Dr. Janet Cragin, a doctor in the CDC’s Department of Birth Defects, said it would not be ethical to prescribe molnupiravir during pregnancy given the potential side effects, but denying the drug to a pregnant woman with Covid was also problematic.
“I’m not sure if you can ethically tell a pregnant woman with Covi-19 that if she decides she needs it, she can’t get the drug,” Cragin said, noting her views on the CDC represented.
“Pregnancy itself can be seen as a risk factor for progression to severe Covid disease,” she said. “We know that as pregnancy progresses, respiratory diseases can become more severe and life-threatening, and that certainly applies to Covid.”
Dr. Hildreth, the CEO of Meharry Medical College, clearly disagreed.
“Do we want to reduce the risk of harm to the mother by 30%, while the embryo and fetus are at a much higher risk of harm from using this drug? And my answer is no,” Hildreth said. “And there is no point in which I would advise a pregnant woman to take this drug.”
Robert Heflich, director of the FDA’s Department of Genetic and Molecular Toxicology, said the risk of molnupiravir altering human genes in a clinical setting was small because the drug was clearly not mutagenic during a study in rodents. According to Merck, this study did not show an increased mutation frequency in the liver or in the bone marrow of rodents.
However, the study was carried out as a follow-up to an earlier rodent study that did not provide a clear indication of whether molnupiravir is mutagenic. Molnupiravir was found to be mutagenic in in vitro studies with bacteria and hamster cells.

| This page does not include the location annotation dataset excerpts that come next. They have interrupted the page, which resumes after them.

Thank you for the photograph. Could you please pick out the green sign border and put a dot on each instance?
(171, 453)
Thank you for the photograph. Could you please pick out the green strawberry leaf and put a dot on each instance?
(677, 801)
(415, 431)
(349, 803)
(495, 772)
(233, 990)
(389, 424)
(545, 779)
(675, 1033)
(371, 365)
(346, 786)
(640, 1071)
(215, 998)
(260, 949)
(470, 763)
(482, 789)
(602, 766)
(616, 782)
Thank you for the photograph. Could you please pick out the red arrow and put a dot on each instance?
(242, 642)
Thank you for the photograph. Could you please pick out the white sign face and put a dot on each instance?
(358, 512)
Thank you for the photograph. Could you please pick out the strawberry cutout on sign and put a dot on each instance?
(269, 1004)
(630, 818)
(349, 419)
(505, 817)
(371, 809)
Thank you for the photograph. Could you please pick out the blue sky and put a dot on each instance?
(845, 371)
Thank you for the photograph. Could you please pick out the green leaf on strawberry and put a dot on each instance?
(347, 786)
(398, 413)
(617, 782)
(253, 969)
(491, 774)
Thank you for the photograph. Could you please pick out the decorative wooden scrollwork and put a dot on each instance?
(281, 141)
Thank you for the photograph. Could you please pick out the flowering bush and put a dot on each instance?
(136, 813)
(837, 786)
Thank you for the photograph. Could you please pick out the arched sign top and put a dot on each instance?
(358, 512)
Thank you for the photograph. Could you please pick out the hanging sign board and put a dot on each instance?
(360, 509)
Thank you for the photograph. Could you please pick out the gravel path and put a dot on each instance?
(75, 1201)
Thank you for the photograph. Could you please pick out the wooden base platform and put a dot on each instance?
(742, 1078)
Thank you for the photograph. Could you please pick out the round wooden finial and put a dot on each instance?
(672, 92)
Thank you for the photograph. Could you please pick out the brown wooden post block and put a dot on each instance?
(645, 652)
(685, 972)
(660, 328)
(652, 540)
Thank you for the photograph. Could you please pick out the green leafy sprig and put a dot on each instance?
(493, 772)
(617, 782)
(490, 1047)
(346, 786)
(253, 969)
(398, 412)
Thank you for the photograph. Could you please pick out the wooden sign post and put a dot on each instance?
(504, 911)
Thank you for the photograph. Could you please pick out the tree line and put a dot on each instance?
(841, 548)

The data on whether molnupiravir is linked to a gene mutation was a subject of controversy during the public comment at the meeting. Some experts and members of the public expressed concern that a single study would be the basis for drawing conclusions about the potential risk to humans. However, FDA experts said they consider the risk of gene mutation to be low, given molnupiravir’s short five-day treatment period.